Happy Monday, everyone. For this week’s edition of What Now, I spoke with the great Sara Luterman, an independent journalist who covers disability policy, politics, and culture. We talked recently about what it’s been like covering disability issues during COVID, how the pandemic pushed the needle on changes that should have happened a long, long ago, how disability rights and the labor movement go hand in hand, and my old foe, the Sia movie, Music. You can find Sara on Twitter, and read her work in The Nation and The American Prospect, among other places.
The following interview was edited and condensed.
What has it been like for you as a journalist over the last year covering the disability beat during COVID?
It's been horrifying. I mean, honestly the first thing I thought of is that I would like my friends to stop dying. I have multiple friends who died last year, not from COVID directly, but because they rely on home care services and those services were disrupted. So yeah, it's been really miserable to see the impact on my community. A lot of people have died. A lot of people I know have died. It’s been hard.
I can’t imagine what it’s been like on both a personal and professional level. Do you feel like, as we go “back to normal” and as we have a new president in office, there’s been some amount of relief? I know, for example, that it was a very big deal that Biden included home care in his joint address—is that a notable shift towards the positive?
It's huge. I wasn't expecting that at all. I wrote this piece for The Nation last year about nursing home abolition—about the idea that, instead of having people sort of warehoused in nursing homes until they die, we provide home care.

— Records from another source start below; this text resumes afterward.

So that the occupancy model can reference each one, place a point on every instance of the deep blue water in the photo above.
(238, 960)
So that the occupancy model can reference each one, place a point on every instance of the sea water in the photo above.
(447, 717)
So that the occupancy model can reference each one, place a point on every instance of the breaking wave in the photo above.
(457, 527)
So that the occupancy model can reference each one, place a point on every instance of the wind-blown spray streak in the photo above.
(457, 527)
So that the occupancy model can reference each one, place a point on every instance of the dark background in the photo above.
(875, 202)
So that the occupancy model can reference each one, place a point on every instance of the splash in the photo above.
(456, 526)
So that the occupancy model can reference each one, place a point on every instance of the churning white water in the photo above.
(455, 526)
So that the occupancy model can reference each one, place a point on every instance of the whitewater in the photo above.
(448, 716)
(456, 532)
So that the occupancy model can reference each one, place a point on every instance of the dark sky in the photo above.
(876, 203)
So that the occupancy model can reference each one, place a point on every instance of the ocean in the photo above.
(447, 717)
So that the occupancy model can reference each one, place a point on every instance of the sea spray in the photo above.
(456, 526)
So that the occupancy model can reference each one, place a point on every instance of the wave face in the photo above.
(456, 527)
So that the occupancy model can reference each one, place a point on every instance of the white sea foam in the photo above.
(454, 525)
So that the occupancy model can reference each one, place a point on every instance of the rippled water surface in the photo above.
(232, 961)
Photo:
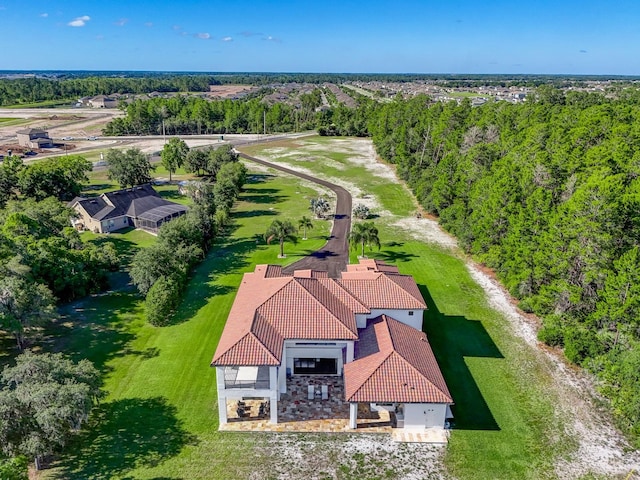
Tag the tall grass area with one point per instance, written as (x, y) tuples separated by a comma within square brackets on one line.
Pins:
[(505, 425), (159, 419), (160, 415)]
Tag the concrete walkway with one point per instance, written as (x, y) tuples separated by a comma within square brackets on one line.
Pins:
[(334, 256)]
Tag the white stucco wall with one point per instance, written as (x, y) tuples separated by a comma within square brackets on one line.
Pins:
[(225, 394), (418, 416), (361, 320), (313, 351)]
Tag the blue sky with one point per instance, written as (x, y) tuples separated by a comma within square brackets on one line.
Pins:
[(458, 36)]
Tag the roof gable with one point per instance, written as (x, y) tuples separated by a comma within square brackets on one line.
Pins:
[(394, 363), (383, 290)]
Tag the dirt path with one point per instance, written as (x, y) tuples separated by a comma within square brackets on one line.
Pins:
[(601, 449), (334, 256)]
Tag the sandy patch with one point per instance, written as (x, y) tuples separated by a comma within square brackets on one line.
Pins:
[(363, 456), (601, 448)]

It’s not an idea that I invented by any stretch of the imagination, it's been pretty common in the disability rights and disability justice communities for decades. But I had trouble getting anyone to agree to let me write it until COVID. It's kind of sick, but the massive death rate has really increased interest in a lot of stuff that the disability community has been talking about for years. And I wish that we could have had those discussions before so many people died. But I guess it's good that we've finally gotten here. The amount of money that Joe Biden put in his infrastructure plan for home care is staggering. I interviewed folks for a piece I wrote for The American Prospect about it, and basically everyone was shocked and awed, and these are policy advocates that have been working in the field for forever. It's amazing to be in this moment, but also I wish that getting here had a lower body count.

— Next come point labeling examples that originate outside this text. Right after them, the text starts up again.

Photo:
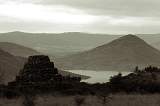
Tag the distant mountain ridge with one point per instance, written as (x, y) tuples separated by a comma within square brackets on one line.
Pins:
[(122, 54)]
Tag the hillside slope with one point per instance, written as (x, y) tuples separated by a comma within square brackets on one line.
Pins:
[(122, 54)]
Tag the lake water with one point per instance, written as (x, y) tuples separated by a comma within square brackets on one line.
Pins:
[(97, 76)]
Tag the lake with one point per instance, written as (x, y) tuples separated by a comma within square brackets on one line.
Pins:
[(97, 76)]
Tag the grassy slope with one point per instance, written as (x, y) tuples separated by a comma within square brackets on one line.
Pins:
[(117, 100)]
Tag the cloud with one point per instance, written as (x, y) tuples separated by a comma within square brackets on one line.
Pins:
[(104, 16), (112, 7)]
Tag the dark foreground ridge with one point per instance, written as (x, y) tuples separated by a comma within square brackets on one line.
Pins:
[(40, 76)]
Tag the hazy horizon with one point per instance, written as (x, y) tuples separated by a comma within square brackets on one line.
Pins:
[(93, 16)]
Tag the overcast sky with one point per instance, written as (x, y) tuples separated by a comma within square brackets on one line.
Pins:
[(95, 16)]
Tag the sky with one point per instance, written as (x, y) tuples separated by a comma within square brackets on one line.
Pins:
[(92, 16)]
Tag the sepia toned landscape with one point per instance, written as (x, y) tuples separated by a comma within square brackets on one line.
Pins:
[(79, 53)]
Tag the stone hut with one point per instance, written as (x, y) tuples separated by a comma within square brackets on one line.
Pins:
[(38, 68)]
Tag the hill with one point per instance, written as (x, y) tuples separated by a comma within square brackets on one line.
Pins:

Why is that money so important?
The money specifically is going to be for this thing called Medicaid home and community-based services. So basically, when people have really significant disabilities, they need help with what are called ADLs or activities of daily living—stuff like eating, getting dressed, getting out of bed. When people need that kind of assistance, most Americans get it through Medicaid. The other option is for people to pay out of pocket, which is incredibly expensive. The average cost is about $45,000 a year per person to do that kind of home care. So Medicaid pays for that for the most part to this program called HCBS or Medicaid home and community-based services. However, Medicaid is an entitlement, which means that the government is required to pay for the amount that's needed—but they're only required to cover nursing home care. They are not required to cover home care, even though home care is less expensive in a lot of instances, safer in most instances, and a lot more dignified. Most people would rather stay in their own homes than live in nursing homes overall. So, because it's not required, what Medicaid home and community-based services is—it's called a waiver. So there were like these experimental programs that Medicaid has that are optional that states can opt into. And HCBS is one of those optional programs. Most states have an HCBS program. They provide extremely variable levels of care. Because it's a waiver program there isn't a national standard or rule for what needs to be covered. So some states do an IQ cutoff—you can only get certain kinds of support if you have an intellectual disability, but if you have a different kind of cognitive disability, they just won't pay for it. The amount of care that's offered is very variable.